2
votes

I have a df with longitudinal data. Each id has several measurements of seconds, but some of them are duplicates. I want to remove the duplicates per id in the seconds column, but I want to remove the duplicates that have NA in the measurement column, as the rows that have a value in the measurements value contain other information that I need to keep. So basically I need to identify the duplicates, and then remove the ones with NA in another column. Edit: But the problem is, that there are also duplicates where the measurement rows are not NA but e.g. 1 and 2. Then I need to remove the 2, as measurement 1 includes the relevant other information. Also sometimes there are duplicates that both have NA in measurement.

My df looks somewhat like this:

id measurement seconds other relevant information
A 1 5000 blue
A NA 5000 NA
A 2 4000 NA
B 1 3400 red
B 2 5000 NA
B NA 5000 NA
C NA 3000 NA
C 1 3000 blue
D 1 2000 green
D 2 2000 NA
D 3 1000 NA
D NA 4000 NA
D NA 4000 NA

And I need it to be like this after:

id measurement seconds ...
A 1 5000 blue
A 2 4000 NA
B 1 3400 red
B 2 5000 NA
C 1 3000 blue
D 1 2000 green
D 3 1000 NA
D NA 4000 NA

I know there is probably a pretty straight forward dplyr solution, and I tried this so far:

df <- df %>% group_by(id, seconds) %>% filter(n() > 1)

and this:

df <- df %>%
   group_by(id) %>%
   filter(measurement==NA & duplicates(seconds)

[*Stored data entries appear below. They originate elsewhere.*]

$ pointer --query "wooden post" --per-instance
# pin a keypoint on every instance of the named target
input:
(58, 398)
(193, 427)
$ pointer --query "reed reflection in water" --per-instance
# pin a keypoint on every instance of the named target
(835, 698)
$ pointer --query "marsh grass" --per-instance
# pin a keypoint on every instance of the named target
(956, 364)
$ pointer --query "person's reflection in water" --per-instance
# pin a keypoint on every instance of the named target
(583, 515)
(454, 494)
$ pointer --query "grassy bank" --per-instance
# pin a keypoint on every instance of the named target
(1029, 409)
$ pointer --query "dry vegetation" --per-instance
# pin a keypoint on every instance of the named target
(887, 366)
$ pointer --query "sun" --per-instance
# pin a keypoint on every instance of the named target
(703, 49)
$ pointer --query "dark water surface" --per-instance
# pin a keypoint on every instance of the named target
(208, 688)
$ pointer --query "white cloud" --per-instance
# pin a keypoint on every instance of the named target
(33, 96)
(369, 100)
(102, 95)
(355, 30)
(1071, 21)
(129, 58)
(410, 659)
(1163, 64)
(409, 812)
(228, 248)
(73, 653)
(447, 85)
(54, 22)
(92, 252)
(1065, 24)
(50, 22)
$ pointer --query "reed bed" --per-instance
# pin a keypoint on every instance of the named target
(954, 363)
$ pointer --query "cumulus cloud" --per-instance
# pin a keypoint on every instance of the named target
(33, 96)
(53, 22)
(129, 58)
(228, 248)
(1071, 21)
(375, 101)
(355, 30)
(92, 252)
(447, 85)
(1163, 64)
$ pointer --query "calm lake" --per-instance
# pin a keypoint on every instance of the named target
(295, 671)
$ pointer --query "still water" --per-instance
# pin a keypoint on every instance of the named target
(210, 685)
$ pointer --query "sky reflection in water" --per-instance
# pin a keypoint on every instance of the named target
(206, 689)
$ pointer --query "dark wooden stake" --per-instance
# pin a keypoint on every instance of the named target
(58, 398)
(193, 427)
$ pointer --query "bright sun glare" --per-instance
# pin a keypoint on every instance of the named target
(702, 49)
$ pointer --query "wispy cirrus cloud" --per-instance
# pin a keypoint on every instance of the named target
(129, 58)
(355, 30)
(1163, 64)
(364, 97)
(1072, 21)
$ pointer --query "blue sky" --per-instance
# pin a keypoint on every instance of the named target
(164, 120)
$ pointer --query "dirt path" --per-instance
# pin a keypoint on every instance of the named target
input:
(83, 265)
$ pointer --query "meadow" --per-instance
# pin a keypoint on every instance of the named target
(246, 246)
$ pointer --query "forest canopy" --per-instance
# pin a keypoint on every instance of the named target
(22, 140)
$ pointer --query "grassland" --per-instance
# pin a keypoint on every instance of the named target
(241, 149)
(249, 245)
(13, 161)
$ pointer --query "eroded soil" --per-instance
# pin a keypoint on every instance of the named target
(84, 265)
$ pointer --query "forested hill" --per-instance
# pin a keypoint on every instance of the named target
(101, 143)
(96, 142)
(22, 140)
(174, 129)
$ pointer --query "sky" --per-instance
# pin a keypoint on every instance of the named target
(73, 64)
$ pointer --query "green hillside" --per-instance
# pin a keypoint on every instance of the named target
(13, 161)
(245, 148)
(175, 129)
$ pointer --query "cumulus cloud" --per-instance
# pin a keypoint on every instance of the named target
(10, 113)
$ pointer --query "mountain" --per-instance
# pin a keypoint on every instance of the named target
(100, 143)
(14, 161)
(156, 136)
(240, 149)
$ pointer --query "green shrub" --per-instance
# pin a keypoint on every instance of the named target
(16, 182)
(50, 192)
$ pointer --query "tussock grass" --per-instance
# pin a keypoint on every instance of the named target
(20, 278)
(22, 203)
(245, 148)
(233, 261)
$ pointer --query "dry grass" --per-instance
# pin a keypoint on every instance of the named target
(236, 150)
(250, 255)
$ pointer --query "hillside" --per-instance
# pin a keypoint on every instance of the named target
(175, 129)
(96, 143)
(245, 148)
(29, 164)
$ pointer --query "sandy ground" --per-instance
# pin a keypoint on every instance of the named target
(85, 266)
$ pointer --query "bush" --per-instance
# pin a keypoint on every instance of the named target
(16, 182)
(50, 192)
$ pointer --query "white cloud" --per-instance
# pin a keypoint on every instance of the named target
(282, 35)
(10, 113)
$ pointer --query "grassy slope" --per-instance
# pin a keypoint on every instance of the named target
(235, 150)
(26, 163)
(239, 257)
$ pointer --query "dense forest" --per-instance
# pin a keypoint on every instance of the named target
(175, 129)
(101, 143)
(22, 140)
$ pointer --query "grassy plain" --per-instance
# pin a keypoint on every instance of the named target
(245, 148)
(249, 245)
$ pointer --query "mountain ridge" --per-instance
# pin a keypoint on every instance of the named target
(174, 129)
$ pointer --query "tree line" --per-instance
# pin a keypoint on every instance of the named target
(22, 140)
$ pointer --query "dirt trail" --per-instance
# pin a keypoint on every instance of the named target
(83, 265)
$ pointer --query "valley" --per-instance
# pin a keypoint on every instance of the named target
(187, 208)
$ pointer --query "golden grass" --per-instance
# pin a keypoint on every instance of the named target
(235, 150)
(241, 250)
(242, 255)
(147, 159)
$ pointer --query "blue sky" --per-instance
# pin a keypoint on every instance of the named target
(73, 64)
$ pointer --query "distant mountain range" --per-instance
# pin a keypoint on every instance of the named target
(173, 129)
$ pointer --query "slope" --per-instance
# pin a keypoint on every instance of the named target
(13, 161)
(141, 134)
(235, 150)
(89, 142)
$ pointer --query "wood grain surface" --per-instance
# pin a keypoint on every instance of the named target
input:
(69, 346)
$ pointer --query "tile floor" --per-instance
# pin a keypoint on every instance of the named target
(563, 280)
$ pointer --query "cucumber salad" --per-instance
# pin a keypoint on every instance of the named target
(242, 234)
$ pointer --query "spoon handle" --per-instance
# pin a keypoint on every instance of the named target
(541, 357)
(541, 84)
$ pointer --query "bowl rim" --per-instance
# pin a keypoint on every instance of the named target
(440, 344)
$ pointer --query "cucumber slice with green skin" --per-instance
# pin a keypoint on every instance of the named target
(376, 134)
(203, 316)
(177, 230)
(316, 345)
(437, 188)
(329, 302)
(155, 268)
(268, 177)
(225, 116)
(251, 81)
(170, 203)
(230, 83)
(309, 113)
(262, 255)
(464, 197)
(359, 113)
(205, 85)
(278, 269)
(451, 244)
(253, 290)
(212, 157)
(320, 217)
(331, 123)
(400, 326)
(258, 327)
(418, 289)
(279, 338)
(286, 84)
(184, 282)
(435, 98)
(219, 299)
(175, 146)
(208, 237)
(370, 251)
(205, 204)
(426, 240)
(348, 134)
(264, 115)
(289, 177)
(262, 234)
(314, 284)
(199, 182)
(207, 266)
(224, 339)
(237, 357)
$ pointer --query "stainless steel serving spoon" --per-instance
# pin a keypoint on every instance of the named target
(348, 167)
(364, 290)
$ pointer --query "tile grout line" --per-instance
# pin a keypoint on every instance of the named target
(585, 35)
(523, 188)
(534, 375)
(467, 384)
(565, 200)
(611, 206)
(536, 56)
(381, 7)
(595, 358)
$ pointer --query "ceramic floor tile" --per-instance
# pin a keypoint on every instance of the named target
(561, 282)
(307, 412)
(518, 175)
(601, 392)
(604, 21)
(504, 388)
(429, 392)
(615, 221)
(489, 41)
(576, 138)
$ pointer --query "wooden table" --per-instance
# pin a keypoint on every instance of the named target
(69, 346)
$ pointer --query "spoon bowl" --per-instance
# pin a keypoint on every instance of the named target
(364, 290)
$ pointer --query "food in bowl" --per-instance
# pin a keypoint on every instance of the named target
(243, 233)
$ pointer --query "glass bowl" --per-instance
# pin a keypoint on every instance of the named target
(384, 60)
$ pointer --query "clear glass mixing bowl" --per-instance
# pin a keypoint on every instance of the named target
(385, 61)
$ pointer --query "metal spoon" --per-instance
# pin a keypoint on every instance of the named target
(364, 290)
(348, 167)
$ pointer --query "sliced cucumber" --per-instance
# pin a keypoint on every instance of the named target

So basically the if else command I need is:

if "seconds" = duplicate & one measurement row == na -> delete the  na row
if "seconds" = duplicate & measurement == not na -> keep seconds = 1 row
if "seconds" = duplicate & both measurement == na -> delete randomly one
2
What happens when you have NA in measurement and it is not a duplicate? Can you include such condition in the example?Ronak Shah
Thanks a lot for the help! I just realized that won't work for me though, as some duplicates are in rows were the measurement value is 1 or 2 instead of NA and I still need to remove them.Luca
Yes, that is one of the problems, then it excludes that row. I'll update the example above to show thatLuca

2 Answers

2
votes

measurement==NA always returns NA. Use is.na(measurement) instead. Also, you are looking for the command duplicated.

So:

df <- df %>%
   group_by(id) %>%
   filter(is.na(measurement) & duplicated(seconds)

or

df <- df %>%
   group_by(id) %>%
   filter(is.na(measurement), duplicated(seconds)
1
votes

I think I figured it out:

df <- df %>%
  arrange(measurement) %>%
   group_by(id) %>%
   filter(!duplicated(seconds))